Fuerte, también, tuvo que pisar en la Patagonia para poder avanzar. El día anterior a su llegada a Sierra Grande, Río Negro, el viento casi tumba un camión. La gente se le acercaba y le decía que no salga, que se quede a esperar a que pase el temporal. “¿Que no me voy a acercar? Le pegué una encarada a Sierra Grande y vi cómo, a las nueve de la mañana, se enfrentaban el sol y la luna y yo caminando en el medio, con ráfagas de más de ochenta kilómetros por hora. Hay que pisar fuerte ahí, porque el Innombrable no perdona”, advierte.

Los últimos dos días puso el cuerpo en piloto automático. De otro modo, Metatalón no se explica cómo atravesó los casi noventa kilómetros finales en cuarenta y ocho horas, movido únicamente por la inercia de la promesa, el peso de una palabra que lo ponía de cabeza contra el viento y lo empujaba hasta la costa. Cuenta que ya se quería volver porque extrañaba a su hija. No sabe explicar bien cómo hizo ese último trayecto, con qué fuerza. Dice únicamente que fue una “animalada”, que tuvo que apagar la consciencia, eso que lo hace humano y caminar, caminar y caminar.

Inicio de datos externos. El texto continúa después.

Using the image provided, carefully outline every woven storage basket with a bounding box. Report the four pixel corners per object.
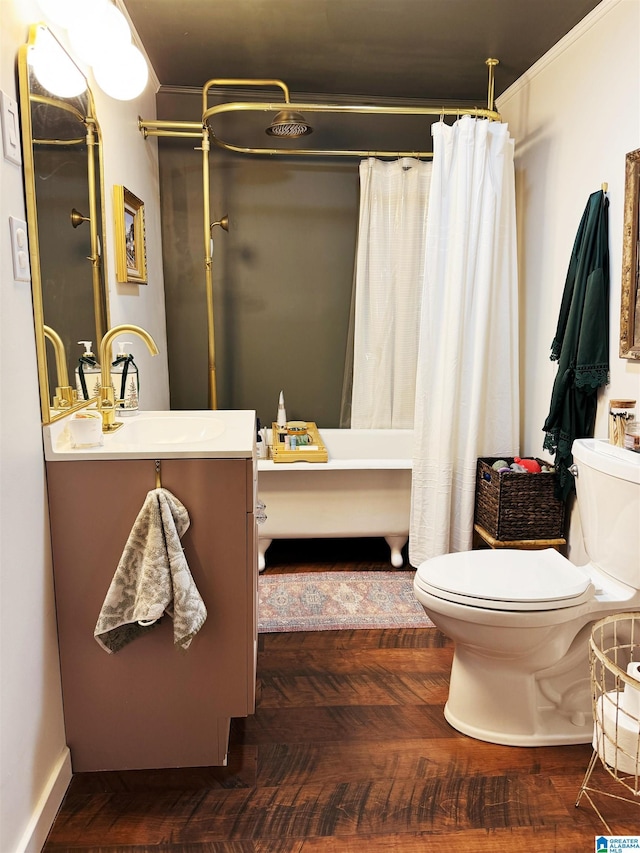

El jueves diez de agosto dio los últimos pasos, acomodó la carretilla al lado del Monumento a los Veteranos y Caídos en Malvinas, muy cerca del agua helada del sur argentino y alzó la vista. Las ballenas estaban lejos, eran apenas dos o tres puntos móviles sobre la línea del horizonte. Metatalón las miró un rato. Descansó ahí. Al día siguiente les dio la espalda y empezó a volver. Hizo en camiones lo que antes había hecho a pie. La sensación fue la de estar rebobinando una película: escenas ya conocidas que pasan rápido, en reversa, apenas atadas tenuemente por algún sentido fragmentario, lejano. Lo que habían sido subidas, ahora eran bajadas. Durmió bastante. Llegó a su pueblo, estacionó la carretilla en el patio y le sacó una foto con su hija al lado.